Clinical Vignette 66
Not so much a clinical but a radiological vignette – a CT image from more than a decade ago.
Question: What is the radiological sign and what is the diagnosis?
[Updated 20th September 2016]
The CT cut of the lungs shows a “water lily” sign (and thanks for those who suggested that it is an ugly or atypical “water lily”), which is almost diagnostic of a pulmonary hydatid cyst. This patient was seen more than a decade ago when I was in Peru for the famous Gorgas Diploma Course in Clinical Tropical Medicine. I cannot recommend this course highly enough, and there are now quite a number of distinguished alumni from Singapore.

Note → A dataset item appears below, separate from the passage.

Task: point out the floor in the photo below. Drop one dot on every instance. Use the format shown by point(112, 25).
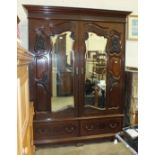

Hydatid disease is caused by an infection by the canine tapeworm Echinococcus granulosus, and humans are an accidental intermediate host (the target intermediate hosts are sheep and cattle). It is still present in a large part of the world, including South America, New Zealand, Australia, Mediterranean countries, the Middle East, and parts of Asia. Hydatid disease most commonly manifests as liver cysts, although the tapeworm larva can also migrate to other organs, including the lungs. Patients are virtually always asymptomatic – the cysts typically grow at a slow rate of 1 cm per year. Treatment of symptomatic hydatid cysts is commonly by surgery (taking care not to rupture the cysts intra-operatively), or by puncture-aspiration-injection-re-aspiration (PAIR), where a scolicidal solution such as hypertonic saline or ethanol is injected. Anti-parasitic drugs such as albendazole work poorly.